# Constructions Class 9 Mathematics Exam Questions

Please refer to Constructions Class 9 Mathematics Exam Questions provided below. These questions and answers for Class 9 Mathematics have been designed based on the past trend of questions and important topics in your class 9 Mathematics books. You should go through all Class 9 Mathematics Important Questions provided by our teachers which will help you to get more marks in upcoming exams.

## Class 9 Mathematics Exam Questions Constructions

Class 9 Mathematics students should read and understand the important questions and answers provided below for Constructions which will help them to understand all important and difficult topics.

Question. What is the length of bisected part of a line segment 7.8 cm?
Ans. We know that bisector of the line, divides it into two equal parts.
∴ Length of bisected part of a line segment measuring
7.8 cm = 1/2 (7.8) cm = 3.9 cm.

Question. Find the measure of each of the two angles formed by bisecting an angle of measure 135°.
Ans. The measure of each of the two angles formed by bisecting an angle of measure 135° = 1/2/× 135° = 67.5°.

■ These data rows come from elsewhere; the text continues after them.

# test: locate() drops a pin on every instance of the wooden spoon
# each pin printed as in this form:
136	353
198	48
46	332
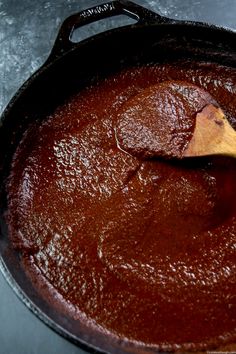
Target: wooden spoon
213	135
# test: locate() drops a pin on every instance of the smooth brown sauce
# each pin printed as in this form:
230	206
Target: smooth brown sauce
144	247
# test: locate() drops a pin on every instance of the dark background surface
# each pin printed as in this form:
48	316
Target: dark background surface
27	31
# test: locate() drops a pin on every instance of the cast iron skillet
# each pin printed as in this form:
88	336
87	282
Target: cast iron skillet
69	68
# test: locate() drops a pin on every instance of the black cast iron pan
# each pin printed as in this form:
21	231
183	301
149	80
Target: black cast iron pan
69	68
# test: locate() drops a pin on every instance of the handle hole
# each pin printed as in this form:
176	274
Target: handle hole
100	26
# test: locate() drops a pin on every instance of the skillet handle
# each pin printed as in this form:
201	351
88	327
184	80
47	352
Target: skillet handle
63	41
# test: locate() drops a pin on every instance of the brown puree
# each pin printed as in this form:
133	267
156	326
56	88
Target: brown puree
145	247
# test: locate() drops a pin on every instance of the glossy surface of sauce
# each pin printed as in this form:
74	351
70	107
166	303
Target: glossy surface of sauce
144	247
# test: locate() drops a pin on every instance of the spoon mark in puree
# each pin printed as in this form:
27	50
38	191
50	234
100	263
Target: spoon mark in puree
160	120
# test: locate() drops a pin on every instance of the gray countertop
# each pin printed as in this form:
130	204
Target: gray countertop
27	31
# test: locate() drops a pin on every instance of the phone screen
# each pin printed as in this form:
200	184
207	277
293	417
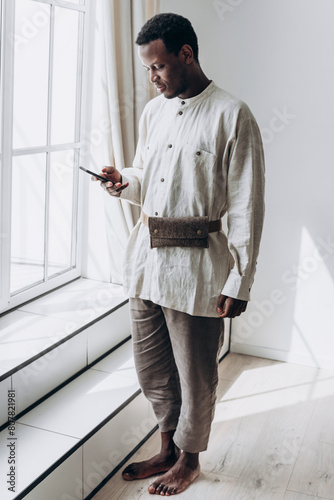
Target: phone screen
98	176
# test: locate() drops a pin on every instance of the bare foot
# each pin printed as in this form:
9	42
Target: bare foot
184	472
156	465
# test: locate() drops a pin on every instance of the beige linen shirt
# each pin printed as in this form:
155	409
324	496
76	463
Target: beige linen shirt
195	157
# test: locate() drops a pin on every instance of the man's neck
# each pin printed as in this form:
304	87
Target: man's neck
198	83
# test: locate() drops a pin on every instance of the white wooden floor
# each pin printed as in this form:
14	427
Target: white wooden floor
272	437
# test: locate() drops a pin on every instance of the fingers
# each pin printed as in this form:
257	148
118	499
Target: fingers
108	170
114	189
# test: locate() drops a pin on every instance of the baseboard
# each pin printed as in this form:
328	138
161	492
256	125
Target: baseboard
280	355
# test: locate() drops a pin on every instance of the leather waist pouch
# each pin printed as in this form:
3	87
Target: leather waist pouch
180	231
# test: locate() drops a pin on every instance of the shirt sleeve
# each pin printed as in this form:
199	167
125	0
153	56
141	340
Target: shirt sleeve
133	175
245	204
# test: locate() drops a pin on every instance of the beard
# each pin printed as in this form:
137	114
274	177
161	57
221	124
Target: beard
181	87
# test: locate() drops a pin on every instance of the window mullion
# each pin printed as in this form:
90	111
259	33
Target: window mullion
48	143
7	62
77	138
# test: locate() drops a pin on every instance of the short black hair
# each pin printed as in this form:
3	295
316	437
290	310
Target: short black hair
173	29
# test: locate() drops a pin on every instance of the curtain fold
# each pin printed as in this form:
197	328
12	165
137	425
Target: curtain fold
120	92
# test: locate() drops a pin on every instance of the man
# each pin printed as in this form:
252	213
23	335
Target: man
199	155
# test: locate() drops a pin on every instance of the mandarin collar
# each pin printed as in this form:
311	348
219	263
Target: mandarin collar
197	98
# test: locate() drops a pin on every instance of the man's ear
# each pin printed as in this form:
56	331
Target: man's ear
187	53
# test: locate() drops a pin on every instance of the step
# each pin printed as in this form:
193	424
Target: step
47	341
68	444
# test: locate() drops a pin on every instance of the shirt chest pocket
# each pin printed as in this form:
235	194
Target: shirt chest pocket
195	169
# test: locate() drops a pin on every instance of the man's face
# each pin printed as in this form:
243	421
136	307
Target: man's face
167	71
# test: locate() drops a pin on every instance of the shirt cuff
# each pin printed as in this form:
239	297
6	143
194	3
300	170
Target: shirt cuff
132	192
237	287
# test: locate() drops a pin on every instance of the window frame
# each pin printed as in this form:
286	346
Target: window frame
7	18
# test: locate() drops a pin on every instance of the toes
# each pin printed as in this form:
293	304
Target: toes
153	488
159	489
164	490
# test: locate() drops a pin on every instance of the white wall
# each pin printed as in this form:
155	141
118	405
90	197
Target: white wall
277	55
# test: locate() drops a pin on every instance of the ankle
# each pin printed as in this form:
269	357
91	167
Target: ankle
191	459
168	446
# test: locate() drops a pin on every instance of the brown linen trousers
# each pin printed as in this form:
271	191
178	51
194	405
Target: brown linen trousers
176	358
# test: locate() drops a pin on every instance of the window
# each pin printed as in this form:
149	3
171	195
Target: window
42	54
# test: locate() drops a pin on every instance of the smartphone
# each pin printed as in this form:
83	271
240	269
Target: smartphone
103	179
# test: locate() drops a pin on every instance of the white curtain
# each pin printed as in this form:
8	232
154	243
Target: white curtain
120	90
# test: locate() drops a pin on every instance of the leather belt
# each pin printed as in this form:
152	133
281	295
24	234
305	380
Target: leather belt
180	231
214	225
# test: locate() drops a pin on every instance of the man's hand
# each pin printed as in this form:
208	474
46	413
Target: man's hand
114	185
229	307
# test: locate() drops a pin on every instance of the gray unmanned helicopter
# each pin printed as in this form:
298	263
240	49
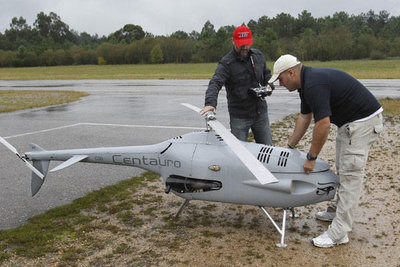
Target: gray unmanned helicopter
210	165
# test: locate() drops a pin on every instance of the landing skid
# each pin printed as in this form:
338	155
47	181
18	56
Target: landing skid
181	208
280	230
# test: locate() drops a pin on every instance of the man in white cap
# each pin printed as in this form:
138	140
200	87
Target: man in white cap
240	70
333	96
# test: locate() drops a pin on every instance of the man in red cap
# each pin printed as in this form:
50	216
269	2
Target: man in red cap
242	69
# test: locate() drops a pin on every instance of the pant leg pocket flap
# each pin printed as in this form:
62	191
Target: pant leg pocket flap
378	128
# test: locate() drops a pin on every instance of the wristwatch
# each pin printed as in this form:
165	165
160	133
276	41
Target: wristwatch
310	157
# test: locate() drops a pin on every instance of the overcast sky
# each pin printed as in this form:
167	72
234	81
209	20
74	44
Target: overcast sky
163	17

Question. In order to construct a triangle uniquely, how many minimum parts of triangle are required to be given?
Ans. To construct a triangle uniquely, we are required at least three values like, 2 sides and 1 included angle or 2 angles and 1 included side or all three sides.

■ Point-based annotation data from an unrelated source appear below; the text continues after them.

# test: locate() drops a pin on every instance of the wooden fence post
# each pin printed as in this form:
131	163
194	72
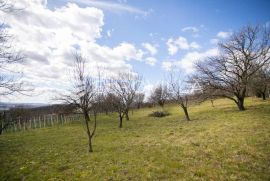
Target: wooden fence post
20	126
35	122
39	121
44	121
51	121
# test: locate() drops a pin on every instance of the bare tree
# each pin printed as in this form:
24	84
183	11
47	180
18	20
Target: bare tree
125	87
260	83
160	95
118	105
241	56
84	96
180	93
138	100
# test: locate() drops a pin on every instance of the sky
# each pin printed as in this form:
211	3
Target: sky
147	37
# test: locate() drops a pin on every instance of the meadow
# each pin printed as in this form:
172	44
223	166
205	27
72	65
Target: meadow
220	143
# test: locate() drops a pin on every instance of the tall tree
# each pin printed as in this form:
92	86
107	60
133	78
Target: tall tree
260	83
160	95
84	96
125	86
241	56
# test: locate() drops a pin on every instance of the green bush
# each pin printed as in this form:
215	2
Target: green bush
159	114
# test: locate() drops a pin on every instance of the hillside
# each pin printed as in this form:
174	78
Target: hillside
220	143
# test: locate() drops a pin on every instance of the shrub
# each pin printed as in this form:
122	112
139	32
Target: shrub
159	114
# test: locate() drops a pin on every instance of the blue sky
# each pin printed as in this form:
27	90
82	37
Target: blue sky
149	37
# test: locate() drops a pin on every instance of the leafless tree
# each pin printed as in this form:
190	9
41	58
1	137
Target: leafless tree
180	92
84	96
118	105
260	82
160	95
125	87
241	56
138	100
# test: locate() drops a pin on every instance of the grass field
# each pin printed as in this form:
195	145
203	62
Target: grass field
219	143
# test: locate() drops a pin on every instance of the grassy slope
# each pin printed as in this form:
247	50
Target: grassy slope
220	143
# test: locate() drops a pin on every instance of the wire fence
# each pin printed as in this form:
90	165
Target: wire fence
36	122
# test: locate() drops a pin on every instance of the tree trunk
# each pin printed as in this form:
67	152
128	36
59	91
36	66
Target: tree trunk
126	115
263	96
240	104
87	120
90	145
186	113
212	102
120	121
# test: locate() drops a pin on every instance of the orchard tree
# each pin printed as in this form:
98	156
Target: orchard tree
125	87
180	92
240	57
160	95
84	95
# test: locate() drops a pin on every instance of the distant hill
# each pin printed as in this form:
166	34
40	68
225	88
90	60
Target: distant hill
7	106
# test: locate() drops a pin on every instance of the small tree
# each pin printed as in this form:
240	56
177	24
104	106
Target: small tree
180	93
241	56
160	95
119	106
138	100
84	96
125	87
260	83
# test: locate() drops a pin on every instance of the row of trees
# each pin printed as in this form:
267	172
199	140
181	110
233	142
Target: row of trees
241	68
91	97
243	61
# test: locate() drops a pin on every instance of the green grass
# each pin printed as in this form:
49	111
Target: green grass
219	143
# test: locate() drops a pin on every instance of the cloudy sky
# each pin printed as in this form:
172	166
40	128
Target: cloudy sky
148	37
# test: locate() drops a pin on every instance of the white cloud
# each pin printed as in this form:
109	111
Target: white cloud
167	65
190	28
194	45
214	41
151	61
224	34
151	48
180	43
49	37
115	7
109	33
187	62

Question. Draw a perpendicular bisector of line segment PQ of length 8.4 cm.
Ans. Steps of construction :
Step I : Draw a line segment PQ = 8.4 cm.
Step II : With P as centre and radius more than half of PQ, draw two arcs, one on each side of PQ.
Step III : With Q as centre and the same radius as in Step II, draw arcs cutting the arcs drawn in the previous step at L and M respectively.
Step IV : Join LM.

Thus, the line segment LM is required perpendicular bisector of PQ.

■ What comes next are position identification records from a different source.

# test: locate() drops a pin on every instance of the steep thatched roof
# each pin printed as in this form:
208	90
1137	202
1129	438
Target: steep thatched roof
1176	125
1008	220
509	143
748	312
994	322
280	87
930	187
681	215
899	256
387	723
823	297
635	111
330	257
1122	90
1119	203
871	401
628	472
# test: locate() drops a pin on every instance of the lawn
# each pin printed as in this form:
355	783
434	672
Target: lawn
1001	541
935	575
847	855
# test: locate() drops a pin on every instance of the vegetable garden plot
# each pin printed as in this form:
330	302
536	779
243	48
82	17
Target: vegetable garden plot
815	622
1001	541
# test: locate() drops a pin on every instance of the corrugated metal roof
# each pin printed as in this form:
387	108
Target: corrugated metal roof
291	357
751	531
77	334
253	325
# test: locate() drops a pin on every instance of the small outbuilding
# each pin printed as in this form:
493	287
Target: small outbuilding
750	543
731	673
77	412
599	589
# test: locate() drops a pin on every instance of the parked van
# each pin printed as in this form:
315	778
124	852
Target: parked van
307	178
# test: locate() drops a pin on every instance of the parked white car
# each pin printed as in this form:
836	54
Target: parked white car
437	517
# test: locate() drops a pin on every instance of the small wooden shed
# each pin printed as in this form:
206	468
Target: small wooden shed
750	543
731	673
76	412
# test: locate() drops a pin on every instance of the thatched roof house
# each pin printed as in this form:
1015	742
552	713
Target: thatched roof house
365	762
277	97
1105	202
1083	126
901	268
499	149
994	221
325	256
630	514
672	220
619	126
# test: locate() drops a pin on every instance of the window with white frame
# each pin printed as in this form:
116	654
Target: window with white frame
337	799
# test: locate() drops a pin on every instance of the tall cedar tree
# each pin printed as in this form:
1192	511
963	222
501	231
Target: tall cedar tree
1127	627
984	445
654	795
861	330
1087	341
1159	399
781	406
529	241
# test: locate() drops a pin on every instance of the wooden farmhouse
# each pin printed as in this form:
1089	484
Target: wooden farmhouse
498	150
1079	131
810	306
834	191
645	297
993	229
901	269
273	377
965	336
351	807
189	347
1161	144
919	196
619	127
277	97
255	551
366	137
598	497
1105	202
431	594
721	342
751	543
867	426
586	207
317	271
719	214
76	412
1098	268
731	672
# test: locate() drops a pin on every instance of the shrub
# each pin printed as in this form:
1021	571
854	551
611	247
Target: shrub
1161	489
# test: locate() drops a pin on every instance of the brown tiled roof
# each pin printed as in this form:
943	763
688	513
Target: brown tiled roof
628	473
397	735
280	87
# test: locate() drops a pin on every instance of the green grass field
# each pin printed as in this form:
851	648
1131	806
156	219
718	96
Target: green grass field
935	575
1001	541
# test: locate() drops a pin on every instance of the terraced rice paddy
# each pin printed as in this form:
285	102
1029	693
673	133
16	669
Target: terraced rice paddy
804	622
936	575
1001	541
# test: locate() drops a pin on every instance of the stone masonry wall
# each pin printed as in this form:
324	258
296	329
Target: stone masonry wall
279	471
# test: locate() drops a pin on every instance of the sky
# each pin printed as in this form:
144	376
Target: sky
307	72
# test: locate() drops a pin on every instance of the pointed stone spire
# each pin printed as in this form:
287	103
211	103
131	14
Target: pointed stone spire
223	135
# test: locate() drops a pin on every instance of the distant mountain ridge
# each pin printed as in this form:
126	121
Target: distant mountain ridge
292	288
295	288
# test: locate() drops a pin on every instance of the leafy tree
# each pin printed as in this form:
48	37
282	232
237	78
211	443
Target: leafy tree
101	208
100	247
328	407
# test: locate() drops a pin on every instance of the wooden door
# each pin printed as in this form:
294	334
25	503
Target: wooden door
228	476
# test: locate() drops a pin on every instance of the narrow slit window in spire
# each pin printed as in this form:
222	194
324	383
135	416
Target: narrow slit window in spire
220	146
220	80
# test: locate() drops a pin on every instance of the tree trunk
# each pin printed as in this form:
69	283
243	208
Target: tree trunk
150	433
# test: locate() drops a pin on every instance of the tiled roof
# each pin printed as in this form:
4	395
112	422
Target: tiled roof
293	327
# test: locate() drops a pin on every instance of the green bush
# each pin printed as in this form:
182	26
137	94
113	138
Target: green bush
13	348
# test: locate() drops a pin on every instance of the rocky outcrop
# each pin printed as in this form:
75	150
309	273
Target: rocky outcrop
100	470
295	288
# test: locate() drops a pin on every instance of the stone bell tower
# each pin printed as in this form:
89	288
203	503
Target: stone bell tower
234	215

Question. Construct a triangle with base length 5 cm, the sum of other two sides is 7 cm and one base angle is 60°.
Ans. Steps of construction :

Step I : Draw PQ = 5 cm.
Step II : At P, construct ∠P = 60°.
Step III : From P, cut line segment PT
= 7 cm (= PR + RQ)
Step IV : Join TQ.
Step V : Draw the perpendicular bisector of TQ which meets PT at R.
Step VI : Join RQ.
Thus, ΔPQR is the required triangle.

Question. Draw a line segment AB = 16 cm. Divide it into (3/4)th part. Measure the length of (3/4)th part of AB.
Ans. Since, 3/4 = 2 + 1/4 = 2/4 + 1/4 = 1/2 + 1/4
So, to get (3/4)th of AB, we should bisect AB and then again bisect one of the bisected part of AB.
Steps of construction :
Step I : Draw a line segment AB = 16 cm.
Step II : Draw the perpendicular bisector PQ of AB such that PQ intersects AB at point M.
Step III : Now, draw the perpendicular bisector CD of MB.

Thus, AM + MN i.e., AN is the required line segment.
∴ AN = 3/4 AB = 3/4 × 16
= 3 × 4 = 12 cm
Hence, the measure of AN is 12 cm.

Question. Construct a right angled triangle whose base is 6 cm and sum of its hypotenuse and the other side is 10 cm.
Ans. Steps of construction :

Step I : Draw a base BC equal to 6 cm.
Step II : Construct ∠CBX = 90°.
Step III : Cut line segment BD = 10 cm along BX.
Step IV : Join CD and draw PQ, perpendicular bisector of CD.
Step V : PQ intersects BD at A and CD at L.
Step VI : Join AC.
Hence, ΔABC is the required right triangle.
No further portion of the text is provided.